I have troubles arriving at the solution to this question:
Consider the transformation T: P3-->P3 given by:
T(f)=(1-x^2)f '' - 2xf '

Determine the bases for its range and kernel and nullity and rank

Can anyone explain how should i go about finding the bases for its kernel and range??

i get 0 for the nullity, which I assume is wrong??

Homework Equations

The Attempt at a Solution

 

[HallsofIvy]

Yes, of course, 0 nullity is wrong. A linear transformation has trivial kernel if and only if it is invertible. And differentiation is not invertible.

I am assuming that P3 means the vector space of polynomials of degree 3 or less, which has dimension 4. Some texts use P3 to mean the 3 dimensional vector space of polynomials of degree 2 or less. If that is the case, the same argument works and is simpler.

The kernel consists of all vector in P3, that is all polynomials of the form $p(x)= a+ bx+ cx^2+ dx^3$, such that $T(p)= (1- x^2)p''- 2xp'=$$(1- x^2)(2c+ 3dx)- 2x(b+ 2cx+ 3dx^2)=$$2c+ 3dx- 2cx^2- 3dx^3- 2bx- 4cx^2- 6dx^3$$= -9dx^3- 6cx^2+ (3d- 2b)x+ 2c= 0$, for all x. That means we must have -9d= 0 so d= 0, -6c= 0 so c= 0, 3d- 2b= -2b= 0 so b= 0, but there is NO condition on a. Any polynomial of the form $tex= a+ 0x+ 0x^2+ 0x^3= a$ is in the kernel of T. The nullity is 1 and a basis for the kernel is the single constant polynomial {1}.

Since the nullity has dimension 1 and P3 has dimension 4, the range must have dimension 4- 1= 3.

Again, writing $p(x)= a+ bx+ cx^2+ dx^3$ we have, as before, $T(p)= -9dx^3- 6cx^2+ (3d- 2b)x+ 2c$. If we write that as $-9dx^3- 6cx^2+ (3d- 2b)x+ 2c= i+ jx+ kx^2+ lx^3$ then we have -9d= l, -6c= k, 3d- 2b= j, and 2c= i.

From -6c= k we have c= -k/6. Then 2c= i becomes 2(-k/6)= -k/3= i so k= -3i. That is the one condition on i, j, k, and l we have: we can write any vector in the range as $i+ jx+ (-3i)x^2+ lx^3= (1- 3x^2)i+ jx+ lx^3$. $\{1- 3x^2, x, x^3\}$ is a basis.

 

[retracell]

Sorry to bring this up again but I'm working on a similar probably and I do not understand how you found the range. At the point when you have a system of four equations 9d= l, -6c= k, 3d- 2b= j, and 2c= i, why did you choose the second and fourth equation to work with? Wouldn't the first and third also work?
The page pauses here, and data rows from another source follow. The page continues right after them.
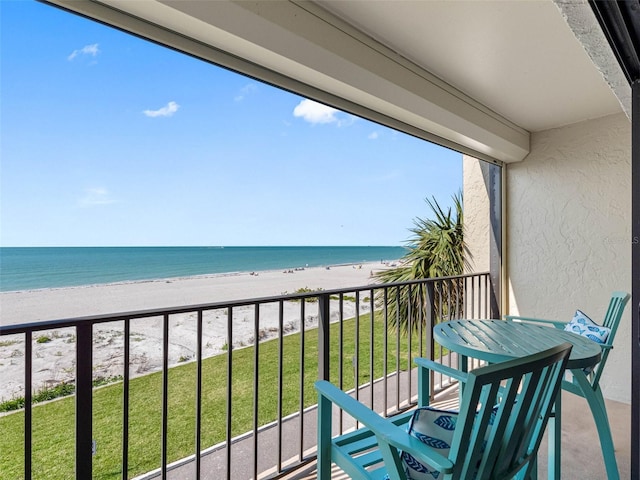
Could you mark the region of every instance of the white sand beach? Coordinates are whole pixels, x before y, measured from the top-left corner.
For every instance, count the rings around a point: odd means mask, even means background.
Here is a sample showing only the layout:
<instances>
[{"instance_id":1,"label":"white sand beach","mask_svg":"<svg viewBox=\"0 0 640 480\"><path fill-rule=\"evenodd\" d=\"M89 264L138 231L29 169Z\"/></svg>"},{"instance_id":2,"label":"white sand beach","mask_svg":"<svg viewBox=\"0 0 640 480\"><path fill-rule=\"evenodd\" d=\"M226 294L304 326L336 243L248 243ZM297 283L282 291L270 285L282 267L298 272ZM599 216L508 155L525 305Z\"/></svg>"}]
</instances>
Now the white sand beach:
<instances>
[{"instance_id":1,"label":"white sand beach","mask_svg":"<svg viewBox=\"0 0 640 480\"><path fill-rule=\"evenodd\" d=\"M388 268L380 262L341 265L330 268L262 271L226 275L208 275L180 279L116 283L71 288L0 293L0 324L3 326L45 320L118 314L140 310L182 307L231 300L270 297L300 288L330 290L360 287L373 283L374 271ZM368 296L368 292L363 297ZM335 303L335 304L334 304ZM367 302L361 310L368 311ZM332 301L332 319L337 319L337 302ZM355 305L345 302L345 318L355 314ZM232 315L232 346L251 344L274 337L278 332L278 304L265 304L255 324L252 306L238 307ZM299 302L284 306L284 330L298 331L301 324ZM317 303L305 306L305 326L317 325ZM172 365L193 360L196 352L196 313L170 317L169 362ZM227 348L227 311L204 315L203 354L211 356ZM38 342L39 337L46 337ZM162 319L145 318L131 322L131 375L142 375L161 368ZM94 378L113 377L123 372L123 322L94 327ZM75 331L57 329L38 333L33 339L33 388L35 391L75 376ZM0 400L24 394L24 338L0 337Z\"/></svg>"}]
</instances>

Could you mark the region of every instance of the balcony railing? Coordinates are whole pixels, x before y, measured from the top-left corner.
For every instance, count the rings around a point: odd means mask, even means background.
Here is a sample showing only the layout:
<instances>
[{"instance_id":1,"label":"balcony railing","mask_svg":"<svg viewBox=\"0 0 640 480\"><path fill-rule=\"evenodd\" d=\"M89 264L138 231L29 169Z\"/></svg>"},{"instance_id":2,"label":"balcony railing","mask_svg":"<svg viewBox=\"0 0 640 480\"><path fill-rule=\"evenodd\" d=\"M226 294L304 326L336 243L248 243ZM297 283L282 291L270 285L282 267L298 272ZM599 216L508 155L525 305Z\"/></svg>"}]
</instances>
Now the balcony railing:
<instances>
[{"instance_id":1,"label":"balcony railing","mask_svg":"<svg viewBox=\"0 0 640 480\"><path fill-rule=\"evenodd\" d=\"M331 380L385 415L411 408L417 395L412 358L451 361L433 343L433 324L496 317L491 292L489 274L482 273L0 327L5 343L24 346L24 408L0 417L0 427L10 417L23 422L23 440L0 440L13 445L10 476L282 476L315 459L316 379ZM144 322L159 329L156 357L137 348ZM172 341L187 323L195 327L192 356L176 353ZM240 324L244 332L250 325L250 337L238 333ZM44 413L52 404L32 404L36 335L69 329L75 421L68 438L44 453L34 415L56 413ZM97 338L107 330L123 365L121 380L96 388ZM220 338L224 343L212 355ZM157 364L157 372L137 375L140 358ZM449 383L433 382L433 394ZM114 395L115 404L105 400ZM337 421L340 429L352 427ZM49 467L58 463L66 467L54 475Z\"/></svg>"}]
</instances>

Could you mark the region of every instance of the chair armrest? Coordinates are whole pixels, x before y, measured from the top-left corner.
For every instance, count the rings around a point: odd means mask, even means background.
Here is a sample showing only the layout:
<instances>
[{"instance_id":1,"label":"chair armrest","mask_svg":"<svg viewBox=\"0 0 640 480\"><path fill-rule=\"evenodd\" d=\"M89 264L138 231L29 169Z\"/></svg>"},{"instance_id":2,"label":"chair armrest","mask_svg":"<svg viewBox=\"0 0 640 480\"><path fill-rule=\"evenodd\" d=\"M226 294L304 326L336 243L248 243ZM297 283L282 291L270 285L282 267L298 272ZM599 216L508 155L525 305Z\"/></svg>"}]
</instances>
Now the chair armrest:
<instances>
[{"instance_id":1,"label":"chair armrest","mask_svg":"<svg viewBox=\"0 0 640 480\"><path fill-rule=\"evenodd\" d=\"M564 329L567 322L559 322L558 320L546 320L544 318L521 317L519 315L505 315L504 318L509 321L518 320L520 322L546 323L556 328Z\"/></svg>"},{"instance_id":2,"label":"chair armrest","mask_svg":"<svg viewBox=\"0 0 640 480\"><path fill-rule=\"evenodd\" d=\"M404 428L394 425L382 418L366 405L347 395L335 385L326 380L315 383L318 394L347 412L358 422L362 423L376 436L378 441L388 443L395 448L409 453L419 461L428 463L442 473L450 473L453 463L440 455L428 445L409 435Z\"/></svg>"},{"instance_id":3,"label":"chair armrest","mask_svg":"<svg viewBox=\"0 0 640 480\"><path fill-rule=\"evenodd\" d=\"M443 375L447 375L449 377L455 378L459 382L466 383L467 382L467 374L455 368L448 367L441 363L434 362L433 360L429 360L428 358L417 357L414 358L413 361L420 368L426 368L427 370L434 370L438 373L442 373Z\"/></svg>"}]
</instances>

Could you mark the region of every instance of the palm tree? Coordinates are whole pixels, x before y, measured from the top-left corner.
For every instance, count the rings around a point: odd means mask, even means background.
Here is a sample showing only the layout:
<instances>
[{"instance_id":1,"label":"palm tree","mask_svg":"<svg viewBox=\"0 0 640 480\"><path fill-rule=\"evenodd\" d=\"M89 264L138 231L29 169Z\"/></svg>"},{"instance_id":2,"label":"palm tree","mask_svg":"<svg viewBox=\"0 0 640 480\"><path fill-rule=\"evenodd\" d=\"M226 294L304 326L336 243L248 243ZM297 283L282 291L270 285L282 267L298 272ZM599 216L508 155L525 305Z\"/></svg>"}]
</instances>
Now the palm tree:
<instances>
[{"instance_id":1,"label":"palm tree","mask_svg":"<svg viewBox=\"0 0 640 480\"><path fill-rule=\"evenodd\" d=\"M461 275L467 264L468 250L463 235L462 194L453 196L455 211L451 207L445 212L435 198L425 199L432 210L433 219L416 218L410 229L413 237L407 242L408 252L396 268L374 274L382 283L405 282L424 278ZM432 292L424 287L404 286L391 292L387 298L391 326L399 325L402 332L418 330L424 325L426 308L430 305L429 294L438 305L444 305L445 314L462 307L462 285L452 280L434 284ZM378 302L383 301L382 293ZM447 302L441 300L447 299ZM410 313L411 312L411 313Z\"/></svg>"}]
</instances>

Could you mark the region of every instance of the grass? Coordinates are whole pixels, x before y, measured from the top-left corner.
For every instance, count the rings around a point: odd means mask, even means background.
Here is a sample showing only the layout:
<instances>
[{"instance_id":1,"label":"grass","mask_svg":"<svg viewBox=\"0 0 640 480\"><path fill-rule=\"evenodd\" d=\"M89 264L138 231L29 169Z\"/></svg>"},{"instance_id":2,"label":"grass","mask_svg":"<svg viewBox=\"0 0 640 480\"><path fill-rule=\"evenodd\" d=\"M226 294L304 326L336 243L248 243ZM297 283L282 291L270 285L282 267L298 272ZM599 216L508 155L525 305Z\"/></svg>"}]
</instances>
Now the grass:
<instances>
[{"instance_id":1,"label":"grass","mask_svg":"<svg viewBox=\"0 0 640 480\"><path fill-rule=\"evenodd\" d=\"M369 380L370 328L369 315L360 317L359 357L360 383ZM343 363L345 389L354 385L352 359L356 352L355 320L344 322ZM374 321L374 376L383 373L382 347L384 326L380 318ZM331 325L331 379L338 381L338 326ZM408 358L418 355L417 339L412 342L413 353L407 352L407 339L401 341L400 368L405 370ZM307 330L283 339L283 415L317 402L313 382L318 377L318 331ZM395 370L395 338L389 341L389 370ZM258 348L258 423L264 425L277 417L278 397L277 339L265 341ZM232 361L232 435L253 428L254 356L253 347L235 349L231 353L203 361L202 375L202 446L206 448L222 442L226 435L226 392L229 355ZM304 369L301 368L304 357ZM195 450L195 373L194 362L169 370L168 459L169 462L193 454ZM303 391L300 392L300 381ZM162 376L160 372L133 379L130 383L129 409L129 477L160 466ZM38 405L33 409L34 479L67 479L74 472L75 398L63 398ZM0 478L23 478L24 412L0 418ZM94 390L93 435L97 452L93 457L94 479L120 478L122 451L122 383Z\"/></svg>"}]
</instances>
Such as d=-l/9 then 3d-2b=j becomes 3(-l/9)-2b=j? What I'm trying to understand is how did you end up with k=-3i being the only condition.

 

[HallsofIvy]

Sorry to bring this up again but I'm working on a similar probably and I do not understand how you found the range. At the point when you have a system of four equations 9d= l, -6c= k, 3d- 2b= j, and 2c= i, why did you choose the second and fourth equation to work with? Wouldn't the first and third also work?

Such as d=-l/9 then 3d-2b=j becomes 3(-l/9)-2b=j? What I'm trying to understand is how did you end up with k=-3i being the only condition.

3(-l/9)- 2b= 2j does not help you because you still have "b". You want to find necessary relations between i, j, k, and l only. I used the second and fourth equations because they both involve only "c" and so "c" can be eliminated: -6c= k and 2c= i so, mulitplying the last equation by -3, -6c= -3i= k. That is the only pair of equations in which all of a, b, c, and d can be eliminated. I also know that I can only find one condition because I had alread found that the nullity was 1 so the rank must be 4- 1= 3. There can only be one condition to reduce the dimension of 4 to 3.